Viterbo – (sil.co.) – Killer di camorra latitanti a Viterbo, rinuncia il traduttore dal dialetto napoletano che ieri avrebbe dovuto assumere l’incarico per la trascrizione delle cinque telefonate e dell’intercettazione ambientale captata sul furgone dei fiorai ambulanti d’origine campana finiti sotto processo per favoreggiamento.
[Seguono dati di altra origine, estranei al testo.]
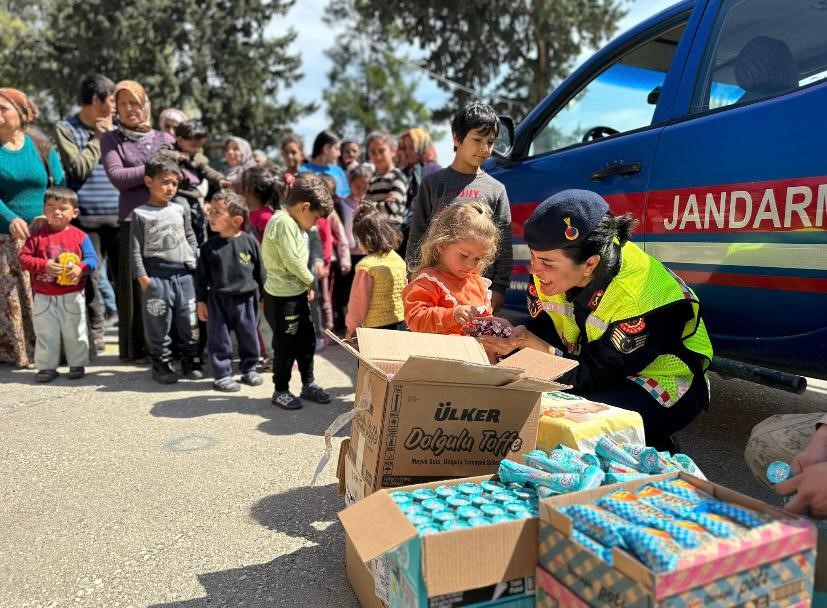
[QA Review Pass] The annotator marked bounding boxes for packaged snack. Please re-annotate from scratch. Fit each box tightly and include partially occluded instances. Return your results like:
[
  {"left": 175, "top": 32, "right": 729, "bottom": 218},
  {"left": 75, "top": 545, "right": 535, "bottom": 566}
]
[
  {"left": 595, "top": 436, "right": 641, "bottom": 469},
  {"left": 499, "top": 459, "right": 581, "bottom": 493},
  {"left": 561, "top": 504, "right": 628, "bottom": 548},
  {"left": 571, "top": 529, "right": 614, "bottom": 564},
  {"left": 767, "top": 460, "right": 792, "bottom": 484},
  {"left": 619, "top": 526, "right": 682, "bottom": 573}
]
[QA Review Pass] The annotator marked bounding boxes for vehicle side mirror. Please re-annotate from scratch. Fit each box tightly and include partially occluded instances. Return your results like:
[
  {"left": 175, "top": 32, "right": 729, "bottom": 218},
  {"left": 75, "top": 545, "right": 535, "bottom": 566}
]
[{"left": 492, "top": 115, "right": 515, "bottom": 159}]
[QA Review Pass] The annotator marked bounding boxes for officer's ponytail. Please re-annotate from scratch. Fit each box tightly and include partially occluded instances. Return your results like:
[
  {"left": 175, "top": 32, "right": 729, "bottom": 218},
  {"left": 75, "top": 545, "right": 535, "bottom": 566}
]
[{"left": 562, "top": 211, "right": 638, "bottom": 279}]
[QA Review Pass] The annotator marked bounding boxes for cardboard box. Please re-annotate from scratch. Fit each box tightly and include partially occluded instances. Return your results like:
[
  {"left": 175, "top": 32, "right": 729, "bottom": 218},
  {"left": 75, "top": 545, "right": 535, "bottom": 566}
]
[
  {"left": 331, "top": 328, "right": 575, "bottom": 497},
  {"left": 536, "top": 567, "right": 589, "bottom": 608},
  {"left": 538, "top": 472, "right": 818, "bottom": 608},
  {"left": 340, "top": 474, "right": 539, "bottom": 608},
  {"left": 537, "top": 391, "right": 645, "bottom": 453}
]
Ieri mattina il perito individuato dal tribunale si è presentato davanti al collegio presieduto dal giudice Gaetano Mautone. Ma dopo avere declinato l’udienza della settimana scorsa per motivi di salute, è venuto solo per dire di persona di non essere in grado, sempre per motivi di salute, di assumere la consulenza. Gli uffici dovranno quindi rintracciare un altra persona idonea al caso. 

Si tratta della perizia sulle conversazioni intercettate, su richiesta della procura, nell’ambito delle indagini successive alla cattura in un casale sulla Cassia Sud, nel blitz scattato il 22 marzo 2016, dei due latitanti Giovanni Tabasco e Gaetano Formicola. Sono i killer 24enni, condannati all’ergastolo in primo grado per l’omicidio del 18enne Vincenzo Amendola, ucciso a Napoli a colpi di pistola in faccia. Lo scorso 15 maggio si sono visti ridurre la pena a 30 anni in secondo grado per l’omicidio commesso il 5 febbraio 2016 a San Giovanni a Teduccio. 

Tre gli imputati rinviati a giudizio per favoreggiamento su richiesta della Dda di Roma: Domenico Gianniello, Pasquale Gianniello e Giulio De Martino. Tutti d’origine campana sono difesi dall’avvocato Leopoldo Perone del foro di Napoli. 

A chiedere la trascrizione delle sei conversazioni è stata la pm Paola Conti. Sono le intercettazioni autorizzate dalla direzione distrettuale antimafia di Roma che inchioderebbero i tre presunti fiancheggiatori, accusati di favoreggiamento aggravato dal fine di agevolare un’associazione di stampo mafioso.

Gianniello e De Martino sono due fioristi ambulanti, residenti da anni nel Viterbese, dove vendono piante per strada col furgone. Residenti fino al 2014 tra Tobia e Tre Croci, dal 2014 si erano trasferiti nella casa di Ponte di Cetti, dotata di un capiente seminterrato, attrezzato a magazzino, con tanto di cella frigorifera per conservare i fiori freschi. 

Gli imputati, secondo l’accusa, avrebbero favorito la latitanza dei baby killer a Viterbo. 

Il processo è stato rinviato al 6 novembre, data entro la quale il collegio conta sia stato individuato un nuovo “interprete” cui affidare la delicata perizia.